Incidents in the Life of Cecilia Lawton is a diary of a southerner. In many ways, it is similar to other diaries and journals of elite southern women. Still, in other ways, it is not: Cecilia’s youth, her residences in South Carolina (blamed by many Northerners as the place where secession began), and her never-ceasing espousal of Lost Cause sentiments make it an entertaining and unapologetic read.

Karen Stokes, Ed., Incidents in the Life of Cecilia Lawton: A Memoir of Plantation Life, War, and Reconstruction in Georgia and South Carolina

Mercer University Press, 2020

140 Pages

Appendices 1-2, Bibliography, Index

 



5 Responses to Book Review: Incidents in the Life of Cecilia Lawton: A Memoir of Plantation Life, War, and Reconstruction in Georgia and South Carolina

  1. Thanks for your review! I read memoirs like this one because they help me understand how people experienced life in their place and time. Women’s memoirs are generally more insightful than ones written by men.
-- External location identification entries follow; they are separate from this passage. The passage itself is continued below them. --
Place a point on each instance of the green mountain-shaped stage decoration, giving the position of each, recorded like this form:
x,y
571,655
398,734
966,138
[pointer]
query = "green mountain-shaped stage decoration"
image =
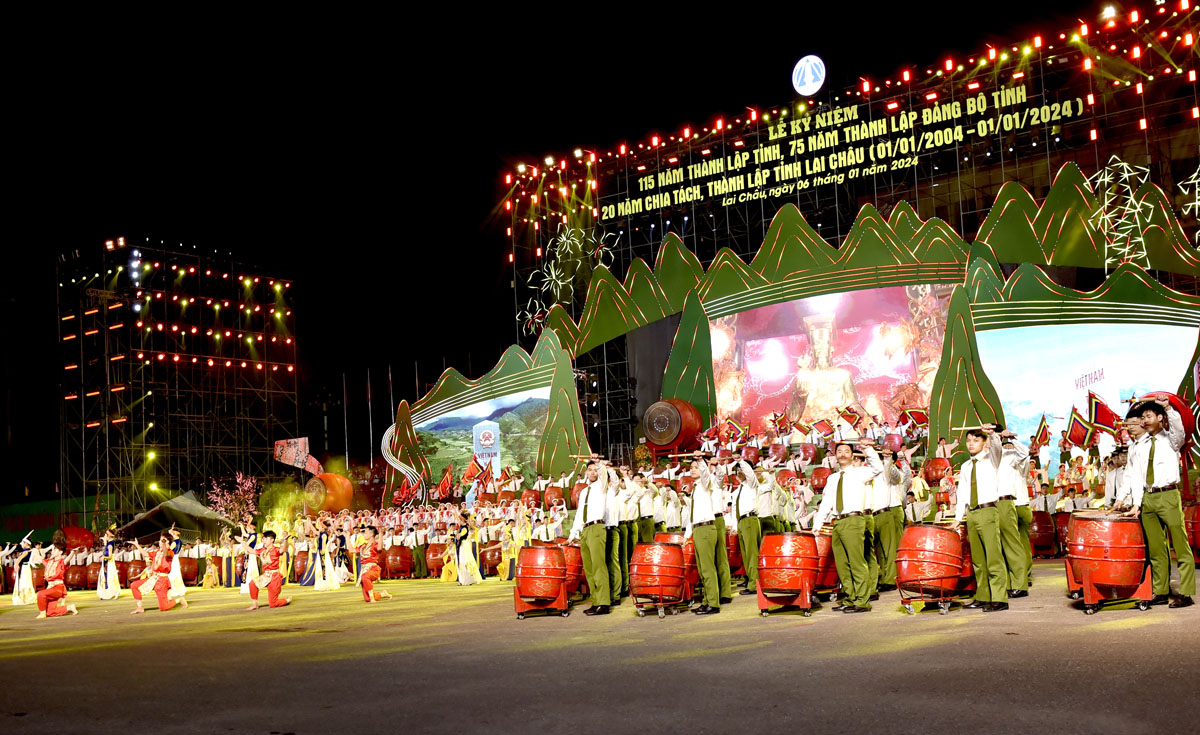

    1. Her age was especially compelling for me–She was just a kid herself. One tends to hold on to what has always worked, and at sixteen-and-a-half, Cecilia had little experience with much else.

  2. Interesting review. Overstates the Lost Cause narrative, in that in Celicia’s case there was probably less conscious ideology involved and more rage and grief. In addition, Steve Davis’ review earlier this week directly contradicts Meg’s opening salvo concerning the failure of modern historian’s to engage in detailed analysis of Southern political culture and regional nationalism. In fact, it’s a serious subset of historical work, harking back to Clement Eaton.

    1. I meant that Southerners are ending up being shown so negatively–I suspect today’s politics has much to do with this. This is why books like Cecilia’s need to continue to be published. No cancel culture, please. I certainly agree about the rage and grief. Thanks for your comment.